El cuerpo pasa por momentos en los que se resiste a seguir. El corazón palpita de tal manera que se siente en la garganta, como si necesitara más espacio para realizar sus funciones. Entonces, los pulmones se agotan y el cerebro nos hace creer que esa es la seña para renunciar. Para dar la vuelta y regresar. Ahí, las mínimas técnicas de respiración se convierten en bastón y regresa la calma. Uno siente que es capaz de seguir adelante, insisto, por la esperanza de lo que hay allá, arriba.

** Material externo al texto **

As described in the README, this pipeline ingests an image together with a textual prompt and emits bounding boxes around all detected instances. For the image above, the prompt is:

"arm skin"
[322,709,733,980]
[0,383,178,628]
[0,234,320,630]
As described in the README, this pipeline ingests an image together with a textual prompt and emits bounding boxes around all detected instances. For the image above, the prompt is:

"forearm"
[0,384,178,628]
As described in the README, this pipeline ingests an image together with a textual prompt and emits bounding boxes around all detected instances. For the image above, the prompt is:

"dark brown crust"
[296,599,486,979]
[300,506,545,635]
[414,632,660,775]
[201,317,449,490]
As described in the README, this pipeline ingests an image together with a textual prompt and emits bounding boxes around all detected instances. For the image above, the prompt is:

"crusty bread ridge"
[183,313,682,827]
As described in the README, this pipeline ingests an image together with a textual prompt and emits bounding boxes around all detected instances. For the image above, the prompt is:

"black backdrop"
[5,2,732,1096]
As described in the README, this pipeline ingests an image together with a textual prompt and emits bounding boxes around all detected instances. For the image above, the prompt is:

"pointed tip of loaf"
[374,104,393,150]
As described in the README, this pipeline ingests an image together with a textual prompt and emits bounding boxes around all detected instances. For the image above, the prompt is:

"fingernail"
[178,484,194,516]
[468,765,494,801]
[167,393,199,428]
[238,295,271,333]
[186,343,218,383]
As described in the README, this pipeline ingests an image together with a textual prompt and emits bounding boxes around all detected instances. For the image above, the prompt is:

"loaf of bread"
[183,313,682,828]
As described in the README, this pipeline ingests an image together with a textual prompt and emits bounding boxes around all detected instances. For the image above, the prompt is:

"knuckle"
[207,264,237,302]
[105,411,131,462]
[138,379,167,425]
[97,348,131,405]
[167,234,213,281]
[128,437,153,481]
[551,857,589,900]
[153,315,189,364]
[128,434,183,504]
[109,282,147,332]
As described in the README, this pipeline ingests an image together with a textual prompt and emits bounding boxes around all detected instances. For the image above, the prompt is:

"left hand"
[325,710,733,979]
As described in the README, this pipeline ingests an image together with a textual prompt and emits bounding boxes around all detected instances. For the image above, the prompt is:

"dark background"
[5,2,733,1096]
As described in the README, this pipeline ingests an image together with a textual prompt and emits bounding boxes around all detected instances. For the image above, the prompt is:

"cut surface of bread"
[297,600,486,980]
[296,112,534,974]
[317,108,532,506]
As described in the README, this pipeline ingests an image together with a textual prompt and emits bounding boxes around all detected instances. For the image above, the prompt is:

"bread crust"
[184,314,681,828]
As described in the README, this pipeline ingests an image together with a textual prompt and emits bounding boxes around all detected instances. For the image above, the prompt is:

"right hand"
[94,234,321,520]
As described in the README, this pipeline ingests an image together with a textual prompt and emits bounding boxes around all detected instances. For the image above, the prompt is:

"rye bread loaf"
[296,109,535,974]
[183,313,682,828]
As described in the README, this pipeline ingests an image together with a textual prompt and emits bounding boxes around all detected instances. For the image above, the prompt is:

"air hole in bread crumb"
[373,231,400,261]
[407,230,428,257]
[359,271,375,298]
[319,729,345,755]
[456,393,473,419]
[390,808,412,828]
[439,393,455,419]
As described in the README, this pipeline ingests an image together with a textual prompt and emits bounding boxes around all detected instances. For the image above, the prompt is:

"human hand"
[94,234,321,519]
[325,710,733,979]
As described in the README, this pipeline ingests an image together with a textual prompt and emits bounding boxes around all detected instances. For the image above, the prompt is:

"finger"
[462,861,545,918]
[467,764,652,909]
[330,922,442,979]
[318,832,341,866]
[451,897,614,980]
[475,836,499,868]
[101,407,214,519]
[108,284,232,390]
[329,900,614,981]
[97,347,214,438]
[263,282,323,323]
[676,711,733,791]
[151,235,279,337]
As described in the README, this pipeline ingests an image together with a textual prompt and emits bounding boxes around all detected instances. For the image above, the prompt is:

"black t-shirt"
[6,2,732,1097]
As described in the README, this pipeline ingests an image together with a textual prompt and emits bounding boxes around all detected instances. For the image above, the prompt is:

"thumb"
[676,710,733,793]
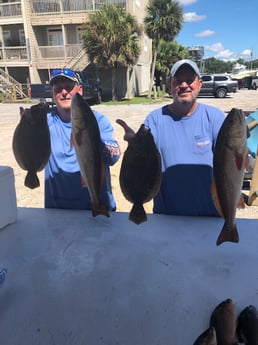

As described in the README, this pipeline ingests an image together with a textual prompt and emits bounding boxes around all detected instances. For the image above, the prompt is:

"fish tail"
[216,222,239,246]
[25,172,40,189]
[91,202,110,218]
[129,203,147,225]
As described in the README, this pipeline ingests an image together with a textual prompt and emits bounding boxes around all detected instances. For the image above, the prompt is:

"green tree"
[202,57,234,73]
[82,5,142,100]
[144,0,183,97]
[155,40,188,88]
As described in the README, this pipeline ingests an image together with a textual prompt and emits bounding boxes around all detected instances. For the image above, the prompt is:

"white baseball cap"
[170,59,201,78]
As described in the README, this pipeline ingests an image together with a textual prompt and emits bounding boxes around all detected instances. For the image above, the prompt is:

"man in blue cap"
[45,68,120,211]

Una vez arriba, todo puede ser muy distinto a lo anhelado. Cabe la posibilidad de que la ilusión nos pinte un destino en la altura que, al llegar, no coincida con la realidad. Nosotros subimos al cerro Las Nubes, en Jericó. Los retos de la subida, más difíciles para mí, se apaciguaban con la idea de llegar a un punto tan alto que pudiera ver la cordillera casi hasta los departamentos más cercanos. Pero, como un caminador experto sabría, elegimos una hora de subida en la que la niebla aún estaba muy tupida. Arriba, el paisaje era impresionante, pero absolutamente distinto al esperado. La neblina era tal que en pocos segundos dejábamos de ver lo que había a cinco metros de distancia.

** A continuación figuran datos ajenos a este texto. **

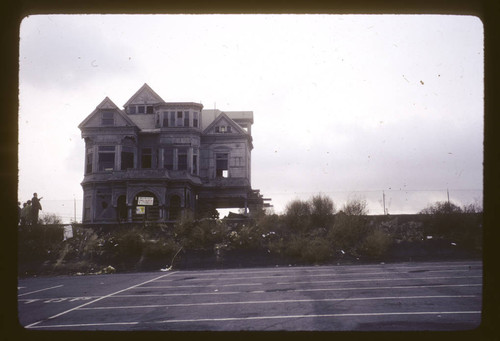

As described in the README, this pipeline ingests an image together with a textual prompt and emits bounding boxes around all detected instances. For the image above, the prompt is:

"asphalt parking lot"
[18,260,482,331]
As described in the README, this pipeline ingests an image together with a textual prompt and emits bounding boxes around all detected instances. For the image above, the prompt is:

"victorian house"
[79,84,270,223]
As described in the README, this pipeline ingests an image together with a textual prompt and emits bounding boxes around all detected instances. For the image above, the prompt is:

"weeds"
[18,196,482,276]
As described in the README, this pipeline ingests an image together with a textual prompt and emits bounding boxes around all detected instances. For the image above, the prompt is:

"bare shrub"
[342,198,368,216]
[420,201,462,215]
[462,200,483,213]
[310,194,336,228]
[39,213,63,225]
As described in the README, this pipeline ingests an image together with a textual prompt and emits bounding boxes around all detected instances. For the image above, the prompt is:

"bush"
[143,238,181,260]
[327,212,367,254]
[284,199,311,234]
[115,229,144,258]
[227,225,264,250]
[301,237,332,263]
[359,228,393,259]
[419,201,482,249]
[279,235,332,263]
[39,213,63,225]
[310,194,336,228]
[420,201,462,215]
[283,235,306,259]
[341,198,369,216]
[173,218,226,250]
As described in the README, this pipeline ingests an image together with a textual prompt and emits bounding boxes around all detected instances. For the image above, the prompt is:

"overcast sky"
[18,14,483,222]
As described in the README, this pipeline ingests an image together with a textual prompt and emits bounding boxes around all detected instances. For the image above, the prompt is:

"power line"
[263,188,482,195]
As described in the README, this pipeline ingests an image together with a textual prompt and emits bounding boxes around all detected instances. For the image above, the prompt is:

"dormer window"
[215,125,231,133]
[101,112,114,126]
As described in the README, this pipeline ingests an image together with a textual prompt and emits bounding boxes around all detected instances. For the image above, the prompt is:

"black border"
[2,1,498,340]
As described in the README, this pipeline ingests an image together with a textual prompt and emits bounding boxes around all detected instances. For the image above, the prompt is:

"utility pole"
[74,196,76,223]
[383,190,386,215]
[447,188,450,205]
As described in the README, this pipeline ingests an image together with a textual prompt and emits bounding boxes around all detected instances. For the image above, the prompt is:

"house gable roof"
[123,83,165,107]
[202,112,248,135]
[78,97,137,129]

La satisfacción por llegar significó también la serenidad para abrazar un paisaje distinto al imaginado. Es decir, no pudimos ver la extensión de las montañas, pero vivimos, ahí, la belleza de sentirse rozado por la nube que salía de la parte alta del bosque en dirección al cielo. Entonces, de nuevo, la realidad explicada con la metáfora: tal vez, después del camino recorrido, la meta no necesariamente sea la que uno planeó, pero al punto al que se llega es el correcto si recurrimos a la serenidad para asimilar el novedoso escenario.
Regresar, ahora cuesta abajo, parecía más sencillo. Pero es ingenuo asumirlo con esa contundencia. Aprender a bajar implica renuncia y una mayor conciencia de la compañía. Uno es más fuerte cuando cuenta con la mano cariñosa que da apoyo. Hay espacios en los que se combinan lo húmedo, lo estrecho y lo empinado. Caída fija. Pero saberse acompañado, soportado, es sentir seguridad y determinación. Se es capaz porque, por ejemplo, la poca habilidad de uno se compensa con la fuerza del otro.
Vivir la montaña tiene otra sorpresa: la compañía se presenta en diversas formas y cuerpos. Cuando empezamos a subir apareció un perrito que nos guio por el camino, nos mostró los recovecos. Silencioso, ágil, estuvo con nosotros desde el punto de inicio hasta que regresemos al mismo punto. Fue alegría, motivo de risas y, sobre todo, fue ejemplo de lo adecuado: estuvo el tiempo que era, ni más ni menos. Fue, sin saberlo, maestro de discreción; de la compañía que no hace espaviento ni bulla. Y en nuestros tiempos sí que necesitamos aprender de moderación.
Al final uno mira por el retrovisor y nota que no fue tan difícil. Que, a veces, las altas expectativas son motivo seguro de frustración; pero, precisamente la vida nos enseña a modular las primeras para mermar las segundas. Uno, abajo, mira la montaña que se impone y comprende que el aprendizaje es otra metáfora: no es la cima, es el camino.